The Shelf – Statement
Critique on the urban development in Berlin-Kreuzberg
The longer the Berlin Art Prize exhibition has taken place in these still remaining halls, and the longer we watch the demolition work across the street, the more we regret that soon, this place will no longer exist. It is not only the buildings of the former car rental agency Robben & Wientjes that will be demolished, but also the accessibility and affordability of a place where neighbors and newcomers, anyone who had something to transport, used to meet. This property was sold quickly and secretly behind closed doors, and a commercial complex will be built here that will have a significant and negative impact on the neighborhood – rents so high that the people who have been living and working here for decades cannot afford them. This is one of the poorest parts of the city, and also one of the most attractive for real estate speculation. The artists and organizers of the Berlin Art Prize 2018 stand in solidarity with the local initiatives fighting against gentrification and displacement. The consequences of urban development that bypasses the needs of the locals affects all of us.
Of course one can criticize the Berlin Art Prize e.V. for participating in the interim use of this space.
But one could also ask why The Shelf provided the only possibility to realize this exhibition in the city center this year. Because there are no affordable, large, and independent spaces for art in Berlin. The controversial Stadtschloss was rebuilt on the foundation of a debate, which has since sunken into the sands, about a Kunsthalle. If Pandion, our landlord and one of the biggest real estate developers in Germany, really wants to work towards a creative and sustainable city and the city of Berlin is serious about valuing art, decisions should be made in dialogue with residents and the independent scene.

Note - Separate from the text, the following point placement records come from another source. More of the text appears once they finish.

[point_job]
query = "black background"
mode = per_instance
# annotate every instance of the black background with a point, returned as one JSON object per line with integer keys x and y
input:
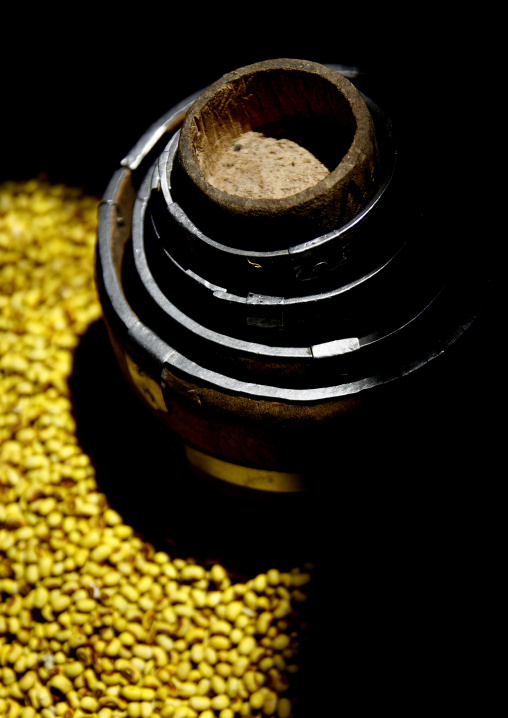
{"x": 407, "y": 594}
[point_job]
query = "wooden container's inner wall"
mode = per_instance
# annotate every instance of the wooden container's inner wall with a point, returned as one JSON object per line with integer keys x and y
{"x": 272, "y": 134}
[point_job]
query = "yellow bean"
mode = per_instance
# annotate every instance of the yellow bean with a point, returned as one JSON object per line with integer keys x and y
{"x": 95, "y": 621}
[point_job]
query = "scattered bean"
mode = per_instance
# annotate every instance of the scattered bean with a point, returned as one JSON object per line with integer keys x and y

While the Berlin Art Prize only requires a large exhibition space a few weeks each year, there are many other projects and people in this city who suffer greatly from forms of temporary usage. The concept of interim use, which the private real estate industry and Pandion see as cultural patronage, is not sustainable. While it makes for good marketing campaigns, artists and other cultural producers ultimately have to go when the start-ups and large-scale entrepreneurs come. Of the nine artists in this exhibition alone, eight live and/or work in situations dependent on short-term interim leases, which are precarious, acutely threatened, or not even present.
We call for an urban development policy without deals behind closed doors, in which the city is not prey. We call for spaces in which art can be manifest not as the culmination of current conflicts, but rather as a reflection on them, and creative force facing them.